For those keen to start watching immediately, Noughth week offers a ‘powerful evocation of the British sex trade’ in the form of Edinburgh Fringe sell-out A Thousand Pieces, at the North Wall Arts Centre. For another light hearted start to Trinity, there’s Manon at the New Theatre, by the darkest of ballet choreographers, Kenneth MacMillan.
First week’s highlights will include an angry King Lear at the OFS. Then there’s His Dark Materials at the Playhouse. A triumph when it appeared at the National in 2004, we are excited to see how it transfers to Oxford. Bear the Imps in mind too, still at the Wheatsheaf on Mondays from First week.
For Second week there’s Betrayal by Harold Pinter at the BT: inspired by his affair with Joan Bakewell, it’s considered one of the Nobel Prize winner’s greats. In the late slot, a production of The Little Mermaid, based on the Anderson fairytale, plans to divide the audience with a fishing net! And at the OFS we have Fatboy, the tale, naturally, of Fatboy and his wife Fudgie and their rise to become king and queen of the world… Sunday also sees the Experimental Theatre Club’s annual Playday – a place for people to put on plays in a ‘safe environment’. Sounds ominous.
Third week will be offering us All’s Well that Ends Well at the Magdalen Garden Show, one of the great delights of a sunny Trinity. This years stars such as Roseanna Frascona and Hannah McGrath will light up Shakespeare’s blackest of comedies. Then there’s Collaborations at the Playhouse – four contemporary dances, based on John Donne’s ‘no man is an island’. The Oxford Revue also infiltrates the Playhouse on the Monday of this week.
At the Keble O’ Reilly Much Ado About Nothing is being shown in a ‘pretty madcap’ way, going from cafe, to street, to quad. One insider told the Cherwell that they plan to ‘parade around Keble gardens and juggle whilst improvising Shakespeare with rubber ducks’. Right.
This week has clearly been deemed crazy week, for Twelfth Night at the OFS will include performers breaking into slow motion and transfixed in dust, made, we’re told, out of light. And the BT has The Love of the Nightingale with an all female cast playing around with stuff from Greek myth and elsewhere.
Fourth week: Even the directors call The Pitchfork Disney (BT) a warped play. And from the description it sounds it: ‘twenty- eight year old twins locked up in their home eating chocolate and sedatives’. But at the Keble O’Reilly this week we will be considering profound questions in This is India, which looks at cultural collisions as British Sara settles into a family in India.

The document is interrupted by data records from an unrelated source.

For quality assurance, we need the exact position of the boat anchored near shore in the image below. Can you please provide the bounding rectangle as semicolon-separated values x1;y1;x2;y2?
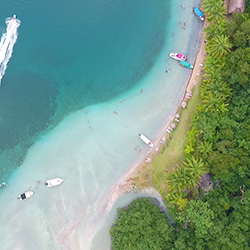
169;53;187;61
45;178;64;187
17;191;35;201
179;61;194;69
139;134;154;148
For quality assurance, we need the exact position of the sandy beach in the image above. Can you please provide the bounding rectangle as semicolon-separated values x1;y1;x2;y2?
105;24;206;209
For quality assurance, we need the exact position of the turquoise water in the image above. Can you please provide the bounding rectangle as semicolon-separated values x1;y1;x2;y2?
0;0;170;178
0;0;202;250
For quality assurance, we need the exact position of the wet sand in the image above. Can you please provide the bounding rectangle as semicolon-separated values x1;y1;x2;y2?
106;24;206;207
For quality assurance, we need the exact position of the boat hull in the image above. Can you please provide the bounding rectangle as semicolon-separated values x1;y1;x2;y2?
17;191;35;201
45;178;64;187
193;7;205;21
179;61;194;69
169;53;187;61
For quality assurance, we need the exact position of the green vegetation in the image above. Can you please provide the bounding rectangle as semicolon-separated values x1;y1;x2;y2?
110;198;174;250
111;0;250;250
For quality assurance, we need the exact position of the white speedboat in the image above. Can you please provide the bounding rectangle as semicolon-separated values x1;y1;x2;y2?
139;134;154;148
45;178;64;187
17;191;35;200
169;53;187;61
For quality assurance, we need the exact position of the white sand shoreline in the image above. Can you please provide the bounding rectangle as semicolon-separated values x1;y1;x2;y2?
105;24;206;213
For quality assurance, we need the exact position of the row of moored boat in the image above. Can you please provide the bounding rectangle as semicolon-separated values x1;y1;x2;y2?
17;178;64;200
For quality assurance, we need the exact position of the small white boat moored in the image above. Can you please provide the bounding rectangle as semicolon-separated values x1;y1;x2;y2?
169;53;187;61
45;178;64;187
17;191;35;201
139;134;154;148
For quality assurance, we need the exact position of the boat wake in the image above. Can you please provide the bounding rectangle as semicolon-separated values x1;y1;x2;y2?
0;15;21;85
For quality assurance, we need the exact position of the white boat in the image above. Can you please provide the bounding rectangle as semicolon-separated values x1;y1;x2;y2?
45;178;64;187
139;134;154;148
169;53;187;61
17;191;35;200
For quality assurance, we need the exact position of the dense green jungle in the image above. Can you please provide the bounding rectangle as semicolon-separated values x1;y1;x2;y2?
110;0;250;250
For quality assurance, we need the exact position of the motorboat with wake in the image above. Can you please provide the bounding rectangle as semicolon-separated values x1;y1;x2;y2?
193;7;205;21
169;53;187;61
17;191;35;201
179;61;194;69
0;182;8;188
139;134;154;148
45;178;64;187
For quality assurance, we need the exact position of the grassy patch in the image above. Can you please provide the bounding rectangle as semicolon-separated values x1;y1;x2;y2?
129;85;201;199
150;85;201;199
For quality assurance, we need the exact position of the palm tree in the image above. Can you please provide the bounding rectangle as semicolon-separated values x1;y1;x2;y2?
201;0;226;22
203;54;225;76
197;141;213;158
167;165;188;193
206;35;232;58
204;19;226;40
206;81;232;98
183;156;206;188
176;198;188;210
202;94;228;113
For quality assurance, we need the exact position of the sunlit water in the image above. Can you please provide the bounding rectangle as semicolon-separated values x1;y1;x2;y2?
0;0;202;250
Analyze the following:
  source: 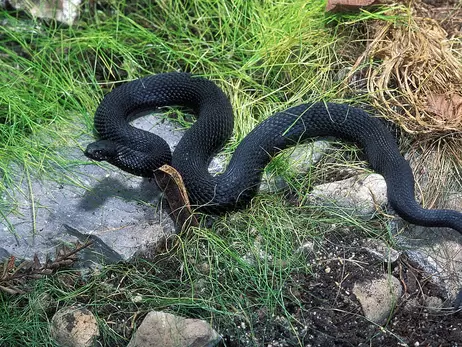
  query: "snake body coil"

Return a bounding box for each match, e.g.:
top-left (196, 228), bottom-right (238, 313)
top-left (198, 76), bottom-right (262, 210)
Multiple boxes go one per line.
top-left (85, 73), bottom-right (462, 232)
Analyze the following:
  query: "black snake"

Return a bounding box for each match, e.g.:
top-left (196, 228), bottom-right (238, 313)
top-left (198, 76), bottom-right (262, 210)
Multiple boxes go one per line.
top-left (85, 73), bottom-right (462, 233)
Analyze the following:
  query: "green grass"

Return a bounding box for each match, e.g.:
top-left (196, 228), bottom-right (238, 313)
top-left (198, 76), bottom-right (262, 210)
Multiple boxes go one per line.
top-left (0, 0), bottom-right (398, 346)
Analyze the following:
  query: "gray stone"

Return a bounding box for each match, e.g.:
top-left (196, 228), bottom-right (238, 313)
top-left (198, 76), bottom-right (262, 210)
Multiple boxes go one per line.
top-left (396, 225), bottom-right (462, 300)
top-left (308, 174), bottom-right (387, 219)
top-left (0, 116), bottom-right (182, 263)
top-left (50, 307), bottom-right (99, 347)
top-left (128, 311), bottom-right (221, 347)
top-left (353, 274), bottom-right (403, 325)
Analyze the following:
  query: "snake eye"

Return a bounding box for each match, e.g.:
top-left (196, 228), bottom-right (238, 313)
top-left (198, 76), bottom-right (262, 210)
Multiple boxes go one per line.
top-left (84, 140), bottom-right (117, 161)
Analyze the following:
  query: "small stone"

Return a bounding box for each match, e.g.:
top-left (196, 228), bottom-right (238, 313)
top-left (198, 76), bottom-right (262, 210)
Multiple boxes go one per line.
top-left (363, 239), bottom-right (401, 263)
top-left (309, 174), bottom-right (387, 219)
top-left (50, 307), bottom-right (99, 347)
top-left (353, 275), bottom-right (403, 325)
top-left (128, 311), bottom-right (221, 347)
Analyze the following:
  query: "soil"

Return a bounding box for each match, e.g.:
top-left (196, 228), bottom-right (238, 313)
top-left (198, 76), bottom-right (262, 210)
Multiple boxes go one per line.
top-left (220, 231), bottom-right (462, 347)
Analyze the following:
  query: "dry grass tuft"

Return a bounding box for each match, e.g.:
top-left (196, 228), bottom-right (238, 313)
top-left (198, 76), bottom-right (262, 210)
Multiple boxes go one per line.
top-left (357, 14), bottom-right (462, 136)
top-left (352, 10), bottom-right (462, 207)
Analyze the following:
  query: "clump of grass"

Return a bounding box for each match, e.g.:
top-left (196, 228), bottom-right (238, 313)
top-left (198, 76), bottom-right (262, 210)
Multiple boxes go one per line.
top-left (0, 194), bottom-right (386, 346)
top-left (0, 1), bottom-right (344, 188)
top-left (0, 0), bottom-right (400, 345)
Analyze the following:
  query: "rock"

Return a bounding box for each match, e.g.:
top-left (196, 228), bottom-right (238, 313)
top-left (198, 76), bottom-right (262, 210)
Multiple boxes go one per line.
top-left (128, 311), bottom-right (221, 347)
top-left (4, 0), bottom-right (82, 25)
top-left (0, 116), bottom-right (183, 266)
top-left (362, 239), bottom-right (401, 263)
top-left (396, 225), bottom-right (462, 300)
top-left (353, 274), bottom-right (403, 325)
top-left (260, 140), bottom-right (330, 193)
top-left (50, 307), bottom-right (99, 347)
top-left (308, 174), bottom-right (387, 219)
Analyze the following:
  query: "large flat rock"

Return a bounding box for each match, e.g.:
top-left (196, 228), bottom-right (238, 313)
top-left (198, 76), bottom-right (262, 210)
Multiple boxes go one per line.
top-left (0, 115), bottom-right (183, 263)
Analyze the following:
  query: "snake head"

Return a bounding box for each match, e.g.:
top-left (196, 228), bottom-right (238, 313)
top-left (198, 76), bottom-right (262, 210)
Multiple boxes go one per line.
top-left (84, 140), bottom-right (117, 161)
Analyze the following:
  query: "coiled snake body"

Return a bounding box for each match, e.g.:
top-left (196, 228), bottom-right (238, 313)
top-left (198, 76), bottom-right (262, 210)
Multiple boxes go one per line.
top-left (85, 73), bottom-right (462, 232)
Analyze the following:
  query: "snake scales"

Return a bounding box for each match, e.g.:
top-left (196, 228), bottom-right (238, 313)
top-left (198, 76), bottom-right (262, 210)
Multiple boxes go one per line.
top-left (85, 73), bottom-right (462, 233)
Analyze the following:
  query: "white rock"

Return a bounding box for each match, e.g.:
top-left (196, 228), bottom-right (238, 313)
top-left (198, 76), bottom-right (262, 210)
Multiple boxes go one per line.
top-left (353, 275), bottom-right (403, 324)
top-left (127, 311), bottom-right (221, 347)
top-left (309, 174), bottom-right (387, 219)
top-left (8, 0), bottom-right (82, 25)
top-left (50, 307), bottom-right (99, 347)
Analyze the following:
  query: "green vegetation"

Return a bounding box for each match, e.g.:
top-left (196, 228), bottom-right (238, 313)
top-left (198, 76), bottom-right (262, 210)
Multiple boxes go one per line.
top-left (0, 0), bottom-right (398, 346)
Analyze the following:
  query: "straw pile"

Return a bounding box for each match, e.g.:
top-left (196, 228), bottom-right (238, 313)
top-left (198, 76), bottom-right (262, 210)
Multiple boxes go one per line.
top-left (357, 15), bottom-right (462, 136)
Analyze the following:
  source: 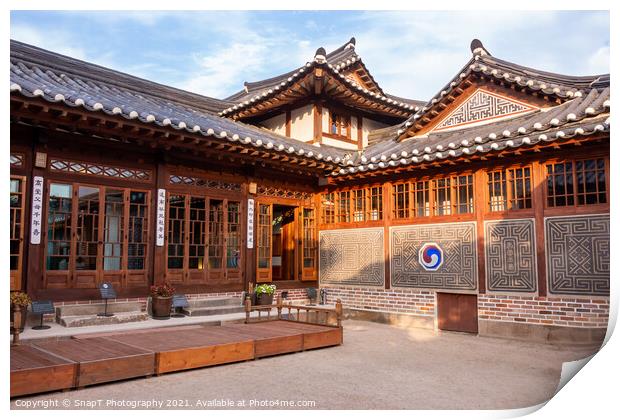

Fifth week has A Real Doll at the BT. This is the sex doll, Alicia, who becomes the companion of Jeffry until an electric shock brings her to life. He discovers that love cannot be ordered from the internet. Then there’s the great Renaissance play The Changeling at the OFS, showing Beatrice as she succumbs to the assassin De Flores. For all you Disney aficionados, The New Theatre has Beauty and the Beast this week.
Having languished with English for five whole weeks, Sixth week is a chance to change into French by watching Phèdre at the BT. The Cherwell’s going to tell you all about watching plays in foreign languages soon – so watch this space! This week also has Marlowe’s Doctor Faustus at the Keble O’Reilly – ‘Ugly hell, gape not! Come not, Lucifer!’
The OFS has Tick Tick Boom, a musical presenting a composer falling into oblivion, while Oriel Arts Week heralds a production of The Spanish Tragedy, a bloody and darkly comic play by Thomas Kyd. In Seventh week the BT offers Caroline Bird’s Uncivil Partnership about a female string quartet playing at an unconventional wedding. But it is the Keble O’Reilly which finally offers us a play by Trinity Term’s patron saint, Oscar Wilde: Lady Windermere’s Fan.
Last week we burnt books with Doctor Faustus, this week we shall drown them with The Tempest by acclaimed director Asia Osborne.
Krishna Omkar returns to Merton‘s garden show for Eighth week with Love’s Labour’s Lost, while Tim Hoare and Matt Ryan will certainly offer us something splendid this week with Trojan Women. The final week of term is not likely to slide away quietly amid our exhaustion.